The Texans, just like every other team needs a good mix of run and pass to be successful. If you become too one-dimensional either in the running game or the passing game you will not have success. If David drops back to pass 40 times a game he will probably be watching the second half of the season from the sideline because the offensive line still hasn't shown that it can protect like it should. Carr has been sacked 14 times this season – good for eighth-highest in the league - and he took some really hard shots during the Vikings game.

Likewise, if the Texans run the ball 40 times a game, they will need to look for a new running back or two in the draft next year – and a few new fans since many already think the Texans run the ball too much.

Controlling clock is still the smart thing to do – and you can do that with a smart mix of run and pass. What makes that strategy more tolerable this season is knowing that the Texans offense can now strike with the big play much more effectively than at any other time in their brief history. The Texans really need to get Domanick back into the flow.
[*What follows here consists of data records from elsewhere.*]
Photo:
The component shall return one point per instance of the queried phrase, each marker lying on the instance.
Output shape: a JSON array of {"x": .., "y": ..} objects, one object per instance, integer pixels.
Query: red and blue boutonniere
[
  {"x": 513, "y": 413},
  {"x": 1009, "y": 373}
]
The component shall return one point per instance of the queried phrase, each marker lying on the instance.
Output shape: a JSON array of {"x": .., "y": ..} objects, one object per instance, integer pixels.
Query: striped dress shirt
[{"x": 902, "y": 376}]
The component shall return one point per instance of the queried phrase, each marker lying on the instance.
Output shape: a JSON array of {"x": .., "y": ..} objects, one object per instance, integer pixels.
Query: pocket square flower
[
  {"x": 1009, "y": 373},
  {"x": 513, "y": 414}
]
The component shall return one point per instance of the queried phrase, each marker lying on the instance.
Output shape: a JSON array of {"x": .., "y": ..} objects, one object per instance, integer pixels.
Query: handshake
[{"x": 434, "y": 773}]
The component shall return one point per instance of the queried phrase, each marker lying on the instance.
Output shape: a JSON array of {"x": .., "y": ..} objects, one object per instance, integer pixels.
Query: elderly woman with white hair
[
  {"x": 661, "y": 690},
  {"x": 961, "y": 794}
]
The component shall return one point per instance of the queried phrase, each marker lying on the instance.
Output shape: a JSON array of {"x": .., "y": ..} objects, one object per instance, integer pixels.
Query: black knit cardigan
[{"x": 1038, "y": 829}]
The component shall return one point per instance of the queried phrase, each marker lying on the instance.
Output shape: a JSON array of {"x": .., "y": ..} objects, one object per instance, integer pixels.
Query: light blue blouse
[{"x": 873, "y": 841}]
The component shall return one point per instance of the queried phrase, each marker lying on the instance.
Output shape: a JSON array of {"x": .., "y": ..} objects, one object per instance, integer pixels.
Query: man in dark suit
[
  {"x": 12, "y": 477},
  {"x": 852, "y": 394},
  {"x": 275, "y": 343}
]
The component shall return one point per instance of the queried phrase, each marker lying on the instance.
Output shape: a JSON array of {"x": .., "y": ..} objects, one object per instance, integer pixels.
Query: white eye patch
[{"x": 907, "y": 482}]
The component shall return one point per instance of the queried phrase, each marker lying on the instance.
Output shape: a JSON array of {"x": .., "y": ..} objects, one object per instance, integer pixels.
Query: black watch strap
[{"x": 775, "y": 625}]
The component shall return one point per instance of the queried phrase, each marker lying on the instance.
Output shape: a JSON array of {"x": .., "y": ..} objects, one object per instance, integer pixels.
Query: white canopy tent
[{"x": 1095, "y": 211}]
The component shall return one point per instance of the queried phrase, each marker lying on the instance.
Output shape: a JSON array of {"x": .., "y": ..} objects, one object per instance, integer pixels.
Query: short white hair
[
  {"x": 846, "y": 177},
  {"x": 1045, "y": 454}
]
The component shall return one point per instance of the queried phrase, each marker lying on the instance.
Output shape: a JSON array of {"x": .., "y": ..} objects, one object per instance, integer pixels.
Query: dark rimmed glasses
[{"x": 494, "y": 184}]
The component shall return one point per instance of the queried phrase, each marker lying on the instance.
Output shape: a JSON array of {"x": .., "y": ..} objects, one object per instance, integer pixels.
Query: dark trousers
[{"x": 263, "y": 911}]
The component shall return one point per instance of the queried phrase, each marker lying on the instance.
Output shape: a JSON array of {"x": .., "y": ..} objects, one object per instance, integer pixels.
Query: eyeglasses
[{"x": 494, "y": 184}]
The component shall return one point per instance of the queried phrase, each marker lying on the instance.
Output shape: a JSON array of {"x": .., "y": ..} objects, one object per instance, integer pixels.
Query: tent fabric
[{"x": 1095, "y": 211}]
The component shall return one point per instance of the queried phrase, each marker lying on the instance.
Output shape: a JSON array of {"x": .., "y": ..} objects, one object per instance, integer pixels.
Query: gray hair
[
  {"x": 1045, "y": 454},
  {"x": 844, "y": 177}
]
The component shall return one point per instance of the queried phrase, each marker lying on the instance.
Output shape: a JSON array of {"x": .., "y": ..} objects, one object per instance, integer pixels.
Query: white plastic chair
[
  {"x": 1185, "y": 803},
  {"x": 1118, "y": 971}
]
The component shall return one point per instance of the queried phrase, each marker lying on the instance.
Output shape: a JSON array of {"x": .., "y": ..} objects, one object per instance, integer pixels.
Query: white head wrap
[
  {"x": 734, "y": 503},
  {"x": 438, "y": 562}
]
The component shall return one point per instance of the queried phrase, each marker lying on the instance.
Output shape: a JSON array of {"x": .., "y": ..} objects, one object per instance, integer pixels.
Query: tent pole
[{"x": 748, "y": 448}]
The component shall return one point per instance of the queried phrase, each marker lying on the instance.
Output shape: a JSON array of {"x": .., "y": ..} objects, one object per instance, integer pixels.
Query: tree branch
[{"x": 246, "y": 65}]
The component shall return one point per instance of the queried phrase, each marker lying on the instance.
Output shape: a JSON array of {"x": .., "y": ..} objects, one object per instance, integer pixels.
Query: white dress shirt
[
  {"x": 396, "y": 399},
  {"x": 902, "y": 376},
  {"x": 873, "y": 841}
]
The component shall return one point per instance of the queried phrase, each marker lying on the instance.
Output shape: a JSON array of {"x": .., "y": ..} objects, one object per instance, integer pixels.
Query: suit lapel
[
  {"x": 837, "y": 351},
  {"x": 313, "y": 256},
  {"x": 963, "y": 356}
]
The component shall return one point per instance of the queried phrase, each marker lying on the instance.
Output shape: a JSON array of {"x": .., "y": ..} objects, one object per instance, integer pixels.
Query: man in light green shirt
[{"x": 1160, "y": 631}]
Just like the Texans defense will worry about Chris Brown and Derrick Mason this week, if opponents have to worry about real threats out of the backfield in addition to AJ, Gaffney, Armstrong, and Bradford, it will make the overall offensive attack that much more effective.

End Notes:

I think the Jags will keep their coming-back-to-earth trend alive this week with a loss at home to KC. That means a Texans win will put them at 3-3 and tied for second in the division headed into bye week.

Boo and hiss to the "fans" that starting streaming for the exits after the Vikes went up 28-14 on Sunday. I have never understood the "beat the traffic" mentality. It's bizarre to me, especially when there's still more than half of a quarter of football to be played. I hope they all had a good time sitting in traffic on I-610 while the Texans were coming back and forcing overtime. Too many corporate seat giveaways to casual/curious fans I guess. I know the Texans don't care who buys the tickets – a sale is a sale – but it's too bad that more passionate fans can't sit in those seats on a regular basis.

Major props to the rest of you who stayed and witnessed a great comeback. The noise level in the fourth quarter was fantastic. Keep up the good work. Despite the casual fans and leave early types, we still have one of the best home field advantages in the league.